Mölzer: FPÖ war und ist für einen einzigen Sitz des Europaparlaments

SPÖ und ÖVP sind für milliardenteure Prunkbauten in Brüssel mitverantwortlich - Laut EU-Vertrag ist Straßburg der offizielle Sitz des EU-Parlaments

Wien (OTS) - Der Wahlkampf habe begonnen und beim politischen Gegner beginne die Veränderung. Aber selbst solche politischen Leichtgewichte wie der SPÖ-Delegationsleiter im EU-Parlament, Jörg Leichtfried, der wohl nicht umsonst nur auf den dritten Listenplatz für die EU-Wahl gereiht wurde, sollten bei der Wahrheit bleiben, forderte der freiheitliche EU-Delegationsleiter Andreas Mölzer.

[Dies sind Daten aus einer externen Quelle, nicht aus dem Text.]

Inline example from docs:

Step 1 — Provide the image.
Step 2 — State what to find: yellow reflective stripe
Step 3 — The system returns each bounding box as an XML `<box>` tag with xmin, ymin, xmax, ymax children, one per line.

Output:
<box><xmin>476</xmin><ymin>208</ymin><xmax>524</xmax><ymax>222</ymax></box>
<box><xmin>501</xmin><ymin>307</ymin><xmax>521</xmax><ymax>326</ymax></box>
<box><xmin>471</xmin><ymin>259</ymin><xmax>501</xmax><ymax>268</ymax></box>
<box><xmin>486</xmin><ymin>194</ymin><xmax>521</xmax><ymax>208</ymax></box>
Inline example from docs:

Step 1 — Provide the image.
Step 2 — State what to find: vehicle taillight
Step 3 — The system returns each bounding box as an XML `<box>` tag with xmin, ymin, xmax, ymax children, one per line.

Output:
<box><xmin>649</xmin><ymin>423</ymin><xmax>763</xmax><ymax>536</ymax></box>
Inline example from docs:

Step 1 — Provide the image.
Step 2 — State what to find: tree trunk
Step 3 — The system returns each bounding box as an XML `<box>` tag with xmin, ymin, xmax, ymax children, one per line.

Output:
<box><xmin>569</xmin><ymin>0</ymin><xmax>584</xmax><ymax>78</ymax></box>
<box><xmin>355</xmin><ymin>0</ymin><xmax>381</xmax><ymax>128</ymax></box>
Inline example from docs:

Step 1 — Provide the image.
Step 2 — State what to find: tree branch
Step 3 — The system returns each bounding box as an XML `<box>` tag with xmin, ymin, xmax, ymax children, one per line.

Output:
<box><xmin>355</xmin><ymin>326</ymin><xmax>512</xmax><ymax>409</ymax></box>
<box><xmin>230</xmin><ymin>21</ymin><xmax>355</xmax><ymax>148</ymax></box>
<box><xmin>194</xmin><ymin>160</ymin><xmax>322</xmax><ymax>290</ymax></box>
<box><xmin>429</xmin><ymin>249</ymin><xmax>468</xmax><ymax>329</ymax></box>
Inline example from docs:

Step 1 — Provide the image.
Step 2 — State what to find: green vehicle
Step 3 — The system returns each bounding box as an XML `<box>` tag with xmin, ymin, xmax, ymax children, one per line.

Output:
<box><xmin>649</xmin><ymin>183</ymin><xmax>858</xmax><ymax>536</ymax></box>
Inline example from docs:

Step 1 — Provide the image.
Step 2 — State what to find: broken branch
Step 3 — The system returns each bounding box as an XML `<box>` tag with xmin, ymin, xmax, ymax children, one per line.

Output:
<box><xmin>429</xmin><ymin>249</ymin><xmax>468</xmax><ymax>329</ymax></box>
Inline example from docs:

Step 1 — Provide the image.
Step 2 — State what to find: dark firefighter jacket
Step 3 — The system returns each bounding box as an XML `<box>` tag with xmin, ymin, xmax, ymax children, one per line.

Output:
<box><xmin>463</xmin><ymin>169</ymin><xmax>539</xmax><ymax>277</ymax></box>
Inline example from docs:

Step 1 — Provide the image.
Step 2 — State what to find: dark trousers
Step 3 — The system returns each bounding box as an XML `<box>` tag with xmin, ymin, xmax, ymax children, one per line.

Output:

"Die freiheitliche EU-Delegation hat sich in der Vergangenheit stets für einen einzigen Parlamentssitz ausgesprochen und wird diese Linie auch in Zukunft beibehalten. Dieser eine offizielle Sitz des EU-Parlaments ist laut EU-Vertrag, der von den Staats- und Regierungschefs damals einstimmig beschlossen wurde, Straßburg, was auch dem langjährigen EU-Abgeordneten Leichtfried bekannt sein sollte", so Mölzer in einer ersten Reaktion auf einen Bericht in der heutigen "Kronen Zeitung".

Wenn sich die SPÖ nun als Verfechterin gegen den Reisezirkus wehrt, so sei das mehr als scheinheilig und eine glatte Wählertäuschung. Schließlich hätten die Sozialisten den seit Beginn der 1990er Jahre stattfindenden Aufbau von Parallelstrukturen in Brüssel mitzuverantworten. "In den letzten 15 Jahren entstanden in Brüssel milliardenteure Prunkbauten des EU-Parlaments und die SPÖ hat stets mitgestimmt. Hier wurden und werden durch den laufenden Betrieb Unsummen an Steuergeldern verschwendet, nur damit die roten und schwarzen Vertreter des EU-Establishments in großen Büros residieren und Luxusempfänge veranstalten können" so Mölzer weiter.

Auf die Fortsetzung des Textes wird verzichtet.